For many of us normal and gradual hearing loss may take place as a natural part of aging. For others though hearing loss can occur through continuous exposure to loud noise (often in the work place) or through sudden head loud noises or direct head injuries. Understanding the symptoms involved in each, and the two main kinds of hearing disability can be useful if you feel you have a case for a personal injury claim based on another’s negligence.
The two main kinds of hearing loss are conductive and sensor neural. Essentially conductive hearing loss occurs as a mechanical problem in the middle ear. The three little bones (for whatever reason) fail to vibrate and send sound to the cochlea. With sensor neural, commonly called nerve damage, the little hairs in the inner ear are damaged. Sensor neural damage typically causes difficulty in distinguishing higher pitched sounds and is usually irreversible.

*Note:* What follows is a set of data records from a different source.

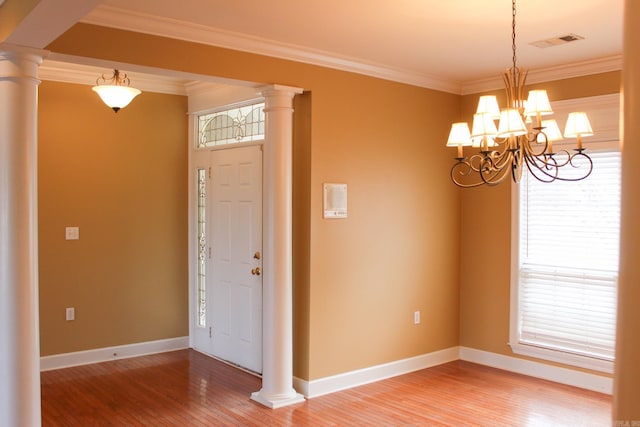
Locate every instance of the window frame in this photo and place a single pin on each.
(605, 122)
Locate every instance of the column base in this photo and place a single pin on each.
(277, 401)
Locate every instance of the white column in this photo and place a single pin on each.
(277, 354)
(19, 329)
(626, 392)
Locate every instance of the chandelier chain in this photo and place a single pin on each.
(513, 31)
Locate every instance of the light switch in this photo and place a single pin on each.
(72, 233)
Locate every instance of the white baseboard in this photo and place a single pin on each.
(557, 374)
(347, 380)
(66, 360)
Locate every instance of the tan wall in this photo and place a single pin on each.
(122, 179)
(358, 280)
(486, 234)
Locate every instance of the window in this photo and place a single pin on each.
(565, 274)
(232, 125)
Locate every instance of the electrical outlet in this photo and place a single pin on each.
(72, 233)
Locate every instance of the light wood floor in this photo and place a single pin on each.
(185, 388)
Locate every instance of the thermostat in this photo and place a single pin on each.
(335, 200)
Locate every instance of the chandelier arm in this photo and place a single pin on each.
(531, 138)
(463, 167)
(537, 167)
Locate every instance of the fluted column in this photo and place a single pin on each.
(277, 354)
(19, 331)
(626, 390)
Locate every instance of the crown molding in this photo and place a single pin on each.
(176, 29)
(66, 72)
(596, 66)
(173, 28)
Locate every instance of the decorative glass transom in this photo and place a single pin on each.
(231, 126)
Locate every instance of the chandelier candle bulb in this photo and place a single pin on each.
(578, 126)
(459, 136)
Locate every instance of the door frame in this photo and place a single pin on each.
(277, 364)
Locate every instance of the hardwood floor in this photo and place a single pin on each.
(185, 388)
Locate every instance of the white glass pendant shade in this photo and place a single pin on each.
(511, 123)
(459, 135)
(483, 126)
(538, 103)
(488, 104)
(115, 96)
(577, 125)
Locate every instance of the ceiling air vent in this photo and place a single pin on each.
(557, 41)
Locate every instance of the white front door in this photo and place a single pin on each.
(234, 285)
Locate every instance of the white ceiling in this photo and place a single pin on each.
(444, 44)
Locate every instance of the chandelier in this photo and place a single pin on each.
(521, 139)
(115, 91)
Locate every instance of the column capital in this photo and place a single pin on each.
(271, 91)
(9, 50)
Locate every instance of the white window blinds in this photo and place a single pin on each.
(569, 233)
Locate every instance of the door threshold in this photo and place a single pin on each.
(234, 365)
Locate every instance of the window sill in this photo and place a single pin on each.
(600, 365)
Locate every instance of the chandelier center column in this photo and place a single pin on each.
(19, 329)
(277, 354)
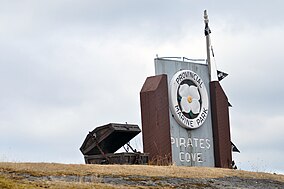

The classic case of occupational noise damage is normally sensor neural damage and occurs over a period of time. Factory workers and engineers tend to be most at danger of developing this kind of hearing damage. Interestingly firefighters and paramedics have been taking out an increasing number of lawsuits against Federal Signal who make most of the sirens. Most cases of occupational hearing loss, also known as noise induced or industrial deafness, take place over a period of time. Sometimes though, this damage can occur rapidly with a sudden loud and excessive outburst of sound. This kind of hearing damage is known as acoustic shock and is common in such professions as call centre workers wearing headsets.